I noticed the difference very quickly -- as did he. As he puts it, "I can't cry anymore." He looks at the things he wrote to me in the past and says, "I don't feel any differently about you, but I couldn't write this now if I tried. I just can't get to that place anymore." He rarely listens to music now, because it can no longer provide him with an emotional experience.
I am having a very difficult time dealing with this. All the soul-nurturing things he gave me are greatly diminished. But, alas, I am in love with him, and can't just throw a switch to make myself not be.
He recognizes the problem, but the Effexor has been controlling his depression well, so he's hesitant to make a change. He has a dr appt coming up, and I have asked him to discuss taking a break from Effexor, which he is willing to do.

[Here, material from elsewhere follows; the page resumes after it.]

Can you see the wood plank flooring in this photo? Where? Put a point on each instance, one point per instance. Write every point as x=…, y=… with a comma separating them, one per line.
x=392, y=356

Having fought with depression myself (I'm currently taking Welbutrin), I want him to be whole and well. But there must be other choices out there that could control his depression without the loss of emotion. (His dr did not recommend Welbutrin because he tends toward anxiety also.)
Can anyone speak to this loss of emotion? Other side effect have abated over time. Will this? (He's been on it for about 6 months.) If he does taper off Effexor, how long might it be before his emotional capacity returns?